Transport Minister says fate of Aer Lingus deal now with Ryanair
But Mr Donohoe - who got Dáil backing for his move to sell the taxpayers' 25pc stake - said he had no intention of making any comment on Ryanair's affairs.
"During the many months of discussion about what the Government should do about Aer Lingus, I was very clear that I would only talk about what we should do. What Ryanair do about their stake is a matter for them," the Transport Minister said.
"They have commercial interests in regard to what they are going to do. I will leave it to them," he added.
The Government move to sell the taxpayers' stake now leaves Ryanair, which owns 29.6pc of Aer Lingus, in a pivotal position in deciding how the deal will go ahead. Ryanair has consistently said they will consider any offer from the airline giant IAG "entirely on its merits".
The Transport Minister said he was pleased that the Dáil had endorsed the sell-off arrangement. He reiterated his view that the sale to IAG would prove good for the airline, its workforce and Ireland in the medium and longer term.
For Labour, Communications Minister Alex White said he believed that the sale of the final quarter share in the former State carrier "made sense". He said that this was an opportune point to sell the final Aer Lingus share at a good price.

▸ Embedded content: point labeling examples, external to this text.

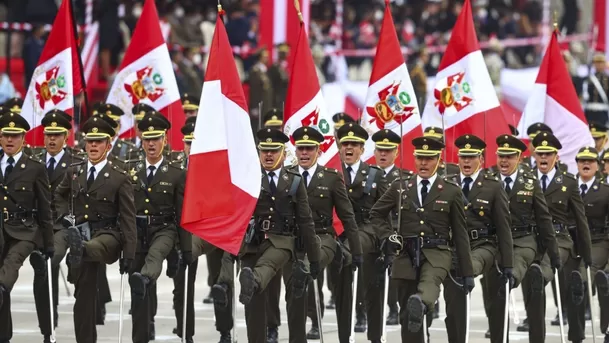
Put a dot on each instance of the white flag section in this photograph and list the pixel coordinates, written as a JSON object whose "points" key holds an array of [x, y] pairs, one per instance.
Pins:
{"points": [[150, 80], [50, 88], [314, 114]]}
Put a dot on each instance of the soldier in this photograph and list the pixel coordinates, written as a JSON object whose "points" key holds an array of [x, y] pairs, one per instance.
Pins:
{"points": [[100, 196], [596, 91], [279, 75], [595, 195], [57, 159], [326, 192], [432, 214], [385, 154], [569, 220], [365, 185], [27, 221], [190, 104]]}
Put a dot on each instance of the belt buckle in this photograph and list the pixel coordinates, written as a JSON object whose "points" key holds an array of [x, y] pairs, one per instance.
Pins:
{"points": [[266, 225], [474, 234]]}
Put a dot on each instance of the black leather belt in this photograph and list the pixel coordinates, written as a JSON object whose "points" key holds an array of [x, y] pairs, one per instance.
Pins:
{"points": [[154, 220]]}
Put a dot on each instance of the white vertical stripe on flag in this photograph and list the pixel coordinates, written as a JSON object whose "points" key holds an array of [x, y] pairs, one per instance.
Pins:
{"points": [[280, 17]]}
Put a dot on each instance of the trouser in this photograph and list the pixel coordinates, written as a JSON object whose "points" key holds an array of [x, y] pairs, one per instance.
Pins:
{"points": [[149, 262], [265, 264], [41, 285], [102, 249], [428, 288], [14, 253], [178, 298], [483, 259], [298, 308]]}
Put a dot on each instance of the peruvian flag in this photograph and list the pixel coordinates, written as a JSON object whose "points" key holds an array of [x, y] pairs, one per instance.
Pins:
{"points": [[56, 78], [553, 101], [305, 105], [391, 103], [219, 200], [464, 97], [146, 75]]}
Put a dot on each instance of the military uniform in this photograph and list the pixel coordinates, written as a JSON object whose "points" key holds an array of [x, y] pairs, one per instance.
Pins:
{"points": [[489, 227], [420, 253], [326, 191], [104, 210], [55, 122], [27, 221]]}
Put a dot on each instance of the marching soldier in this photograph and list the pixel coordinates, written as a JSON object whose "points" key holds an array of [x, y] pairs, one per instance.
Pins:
{"points": [[190, 104], [100, 196], [569, 220], [595, 195], [57, 159], [326, 192], [596, 91], [419, 253], [27, 221]]}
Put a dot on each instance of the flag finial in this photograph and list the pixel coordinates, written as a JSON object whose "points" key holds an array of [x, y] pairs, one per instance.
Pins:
{"points": [[297, 6]]}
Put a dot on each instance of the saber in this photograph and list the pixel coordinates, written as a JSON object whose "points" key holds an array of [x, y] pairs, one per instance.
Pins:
{"points": [[184, 301], [318, 307], [592, 307], [353, 303], [562, 330], [385, 300], [51, 305]]}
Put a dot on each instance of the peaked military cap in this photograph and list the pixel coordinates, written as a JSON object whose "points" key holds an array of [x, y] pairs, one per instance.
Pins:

"Nobody knows what uncertainties the future may bring. It was, on balance, a good deal for the taxpayer. The conditions were good - and were improved thanks to the work of Paschal Donohoe. It was a good outcome," Mr White told the Irish Independent.
Labour more generally conceded there was regret at the loss of its Clare TD, Michael McNamara, who lost the whip due to his failure to vote in favour of the sale. Mr McNamara said he was not convinced that the future of Shannon Airport had been secured.
Labour chief whip Emmet Stagg put a brave face on the loss of yet another TD, saying it was something which happened from time to time in all political parties.
"I respect Michael McNamara, who is a friend of mine, and I appreciate it was something he felt he had to do at this time," the party chief whip told the Irish Independent.
There was speculation locally that Mr McNamara might stand as an independent in the four-seat Clare constituency in the general election. But Mr McNamara has himself said he remained a Labour member, despite losing membership of parliamentary group, and would still like to stand for the party next time out.
Mr Stagg said there is a procedure for re-admission to the parliamentary party which is well known to all members.
"It is open to Mr McNamara to apply to re-join the parliamentary party and such an application would be favourably received," he said.
The Labour chief whip said Wicklow TD Anne Ferris, who lost the party whip for voting against the party on abortion legislation last February, was likely to re-join the parliamentary party soon.
"The reality is that Anne Ferris never really left us and she is likely to be a member again soon," he said.